En fait, il eut deux semaines à attendre, car les tours de garde furent portés à quinze jours, pour réduire le nombre des équipes. Et, pendant ces quinze jours, Rambert travailla sans s’épargner, de façon ininterrompue, les yeux fermés en quelque sorte, depuis l’aube jusqu’à la nuit. Tard dans la nuit, il se couchait et dormait d’un sommeil épais. Le passage brusque de l’oisiveté à ce labeur épuisant le laissait à peu près sans rêves et sans forces. Il parlait peu de son évasion prochaine.
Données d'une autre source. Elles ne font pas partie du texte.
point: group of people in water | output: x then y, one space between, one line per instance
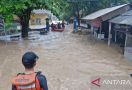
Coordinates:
58 26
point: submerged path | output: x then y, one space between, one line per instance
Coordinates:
67 60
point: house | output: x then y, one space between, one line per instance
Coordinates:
121 33
99 20
38 17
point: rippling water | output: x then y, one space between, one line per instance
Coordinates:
67 60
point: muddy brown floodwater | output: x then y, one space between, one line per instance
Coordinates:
67 60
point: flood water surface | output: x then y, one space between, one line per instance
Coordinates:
67 60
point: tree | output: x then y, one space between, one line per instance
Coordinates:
23 9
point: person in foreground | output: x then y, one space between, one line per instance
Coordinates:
29 80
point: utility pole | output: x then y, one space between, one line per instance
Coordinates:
76 3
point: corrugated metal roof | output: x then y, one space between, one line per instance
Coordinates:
102 12
125 18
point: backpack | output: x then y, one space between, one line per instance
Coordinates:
26 81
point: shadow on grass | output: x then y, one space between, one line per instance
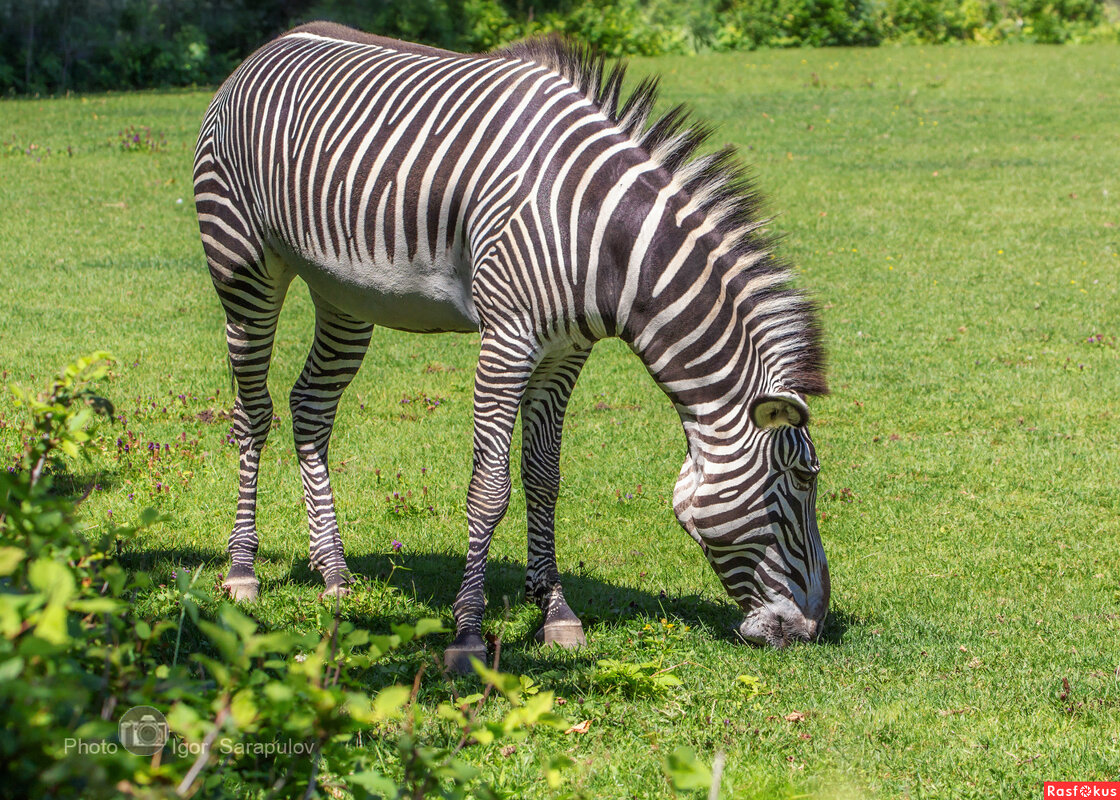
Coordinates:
430 580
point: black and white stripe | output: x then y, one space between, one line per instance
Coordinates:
518 195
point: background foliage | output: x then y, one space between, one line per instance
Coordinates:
90 45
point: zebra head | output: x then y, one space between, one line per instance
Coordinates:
752 508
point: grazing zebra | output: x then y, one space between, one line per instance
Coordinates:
513 194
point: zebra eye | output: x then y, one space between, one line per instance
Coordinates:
802 476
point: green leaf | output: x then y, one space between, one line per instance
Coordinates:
10 558
98 605
243 708
53 578
52 624
11 669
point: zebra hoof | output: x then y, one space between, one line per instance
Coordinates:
333 592
457 657
242 589
562 633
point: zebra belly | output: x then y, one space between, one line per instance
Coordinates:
418 297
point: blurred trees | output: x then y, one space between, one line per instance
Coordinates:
91 45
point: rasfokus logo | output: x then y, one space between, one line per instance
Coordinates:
1081 789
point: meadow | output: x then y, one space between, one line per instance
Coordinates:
957 214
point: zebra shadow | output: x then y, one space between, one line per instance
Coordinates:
432 580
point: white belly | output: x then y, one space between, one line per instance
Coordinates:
426 297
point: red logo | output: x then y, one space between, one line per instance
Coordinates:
1081 790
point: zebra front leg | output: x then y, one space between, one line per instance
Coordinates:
336 354
541 425
504 366
250 351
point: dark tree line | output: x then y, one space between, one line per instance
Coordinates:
54 46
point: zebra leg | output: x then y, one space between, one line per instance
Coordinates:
541 424
336 354
250 351
252 299
504 366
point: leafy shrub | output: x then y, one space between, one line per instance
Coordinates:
280 712
130 44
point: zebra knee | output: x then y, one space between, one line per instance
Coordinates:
252 419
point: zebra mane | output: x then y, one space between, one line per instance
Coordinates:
718 185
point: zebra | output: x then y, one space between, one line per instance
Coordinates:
518 195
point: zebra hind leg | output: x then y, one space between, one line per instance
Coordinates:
504 366
250 336
542 421
336 354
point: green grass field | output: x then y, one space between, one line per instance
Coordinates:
954 211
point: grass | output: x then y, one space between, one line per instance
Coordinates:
954 211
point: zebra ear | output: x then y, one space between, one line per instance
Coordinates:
778 410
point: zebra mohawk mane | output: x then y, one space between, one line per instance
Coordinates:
718 184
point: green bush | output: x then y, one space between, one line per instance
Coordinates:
74 656
95 45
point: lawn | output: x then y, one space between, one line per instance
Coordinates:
957 213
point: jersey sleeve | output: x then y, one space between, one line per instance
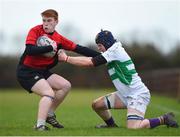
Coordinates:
32 37
66 43
109 55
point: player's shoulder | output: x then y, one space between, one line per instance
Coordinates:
37 28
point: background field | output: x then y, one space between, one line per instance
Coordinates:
18 115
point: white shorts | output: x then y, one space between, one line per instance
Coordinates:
138 102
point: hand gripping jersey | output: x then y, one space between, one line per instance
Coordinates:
39 61
122 71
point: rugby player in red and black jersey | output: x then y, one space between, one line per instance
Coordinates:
33 70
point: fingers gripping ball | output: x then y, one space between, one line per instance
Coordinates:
45 41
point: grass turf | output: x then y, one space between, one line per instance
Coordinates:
18 112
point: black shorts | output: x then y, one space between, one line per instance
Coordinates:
27 76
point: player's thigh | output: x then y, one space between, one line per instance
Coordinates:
42 87
108 101
57 82
134 118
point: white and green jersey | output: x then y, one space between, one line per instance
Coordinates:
122 71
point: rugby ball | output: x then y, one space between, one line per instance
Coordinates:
45 41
Un seul fait notable : au bout d’une semaine, il confia au docteur que pour la première fois, la nuit précédente, il s’était enivré. Sorti du bar, il eut tout à coup l’impression que ses aines grossissaient et que ses bras se mouvaient difficilement autour de l’aisselle. Il pensa que c’était la peste. Et la seule réaction qu’il put avoir alors et dont il convint avec Rieux qu’elle n’était pas raisonnable, fut de courir vers le haut de la ville, et là, d’une petite place, d’où l’on ne découvrait toujours pas la mer, mais d’où l’on voyait un peu plus de ciel, il appela sa femme avec un grand cri, par-dessus les murs de la ville. Rentré chez lui et ne découvrant sur son corps aucun signe d’infection, il n’avait pas été très fier de cette crise soudaine. Rieux dit qu’il comprenait très bien qu’on puisse agir ainsi : « En tout cas, dit-il, il peut arriver qu’on en ait envie. »

– M. Othon m’a parlé de vous ce matin, ajouta soudain Rieux, au moment où Rambert le quittait. Il m’a demandé si je vous connaissais : « Conseillez-lui donc, m’a-t-il dit, de ne pas fréquenter les milieux de contrebande. Il s’y fait remarquer. »
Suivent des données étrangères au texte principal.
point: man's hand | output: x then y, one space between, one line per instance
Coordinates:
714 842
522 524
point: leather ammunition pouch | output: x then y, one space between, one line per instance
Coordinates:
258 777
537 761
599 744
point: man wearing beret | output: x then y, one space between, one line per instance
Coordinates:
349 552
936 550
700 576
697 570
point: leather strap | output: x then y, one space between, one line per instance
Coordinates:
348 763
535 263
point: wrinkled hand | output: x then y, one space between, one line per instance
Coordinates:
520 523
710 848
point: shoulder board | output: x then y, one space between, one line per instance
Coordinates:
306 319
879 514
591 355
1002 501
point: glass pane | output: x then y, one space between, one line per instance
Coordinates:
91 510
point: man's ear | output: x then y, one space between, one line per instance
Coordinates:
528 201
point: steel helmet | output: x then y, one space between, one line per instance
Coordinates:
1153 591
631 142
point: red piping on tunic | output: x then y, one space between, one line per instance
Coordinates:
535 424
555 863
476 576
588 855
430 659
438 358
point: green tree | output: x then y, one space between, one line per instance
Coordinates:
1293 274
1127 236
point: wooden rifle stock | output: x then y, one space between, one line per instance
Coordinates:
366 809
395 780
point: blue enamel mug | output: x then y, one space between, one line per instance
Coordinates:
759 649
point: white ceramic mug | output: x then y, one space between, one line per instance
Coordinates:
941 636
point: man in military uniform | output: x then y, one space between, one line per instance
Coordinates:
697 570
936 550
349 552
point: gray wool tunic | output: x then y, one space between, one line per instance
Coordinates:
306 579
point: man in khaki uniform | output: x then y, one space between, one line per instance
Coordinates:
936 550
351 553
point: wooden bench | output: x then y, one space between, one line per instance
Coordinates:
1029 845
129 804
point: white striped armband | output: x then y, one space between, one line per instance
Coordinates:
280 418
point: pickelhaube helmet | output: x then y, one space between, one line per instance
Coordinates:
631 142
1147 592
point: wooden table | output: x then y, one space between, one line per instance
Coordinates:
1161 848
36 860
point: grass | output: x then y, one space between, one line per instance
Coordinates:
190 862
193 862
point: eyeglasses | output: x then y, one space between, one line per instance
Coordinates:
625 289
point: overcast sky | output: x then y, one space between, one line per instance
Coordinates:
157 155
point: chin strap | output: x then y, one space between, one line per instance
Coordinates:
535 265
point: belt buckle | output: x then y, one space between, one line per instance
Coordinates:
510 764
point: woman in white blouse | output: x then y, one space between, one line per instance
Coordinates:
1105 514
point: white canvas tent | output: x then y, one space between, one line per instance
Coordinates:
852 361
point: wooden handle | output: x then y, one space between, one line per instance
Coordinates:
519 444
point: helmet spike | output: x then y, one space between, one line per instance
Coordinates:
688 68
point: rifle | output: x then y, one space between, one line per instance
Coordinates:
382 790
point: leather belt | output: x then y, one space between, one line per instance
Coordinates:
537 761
– Qu’est-ce que cela veut dire ?

– Cela veut dire qu’il faut vous dépêcher.

– Merci, dit Rambert, en serrant la main du docteur.

Sur la porte, il se retourna tout d’un coup. Rieux remarqua que, pour la première fois depuis le début de la peste, il souriait.

– Pourquoi donc ne m’empêchez-vous pas de partir ? Vous en avez les moyens.

Rieux secoua la tête avec son mouvement habituel, et dit que c’était l’affaire de Rambert, que ce dernier avait choisi le bonheur et que lui, Rieux, n’avait pas d’arguments à lui opposer. Il se sentait incapable de juger de ce qui était bien ou de ce qui était mal en cette affaire.

– Pourquoi me dire de faire vite, dans ces conditions ?

Rieux sourit à son tour.

– C’est peut-être que j’ai envie, moi aussi, de faire quelque chose pour le bonheur.

Le lendemain, ils ne parlèrent plus de rien, mais travaillèrent ensemble. La semaine suivante, Rambert était enfin installé dans la petite maison espagnole. On lui avait fait un lit dans la pièce commune. Comme les jeunes gens ne rentraient pas pour le repas, et comme on l’avait prié de sortir le moins possible, il y vivait seul, la plupart du temps, ou faisait la conversation avec la vieille mère. Elle était sèche et active, habillée de noir, le visage brun et ridé, sous des cheveux blancs très propres. Silencieuse, elle souriait seulement de tous ses yeux quand elle regardait Rambert.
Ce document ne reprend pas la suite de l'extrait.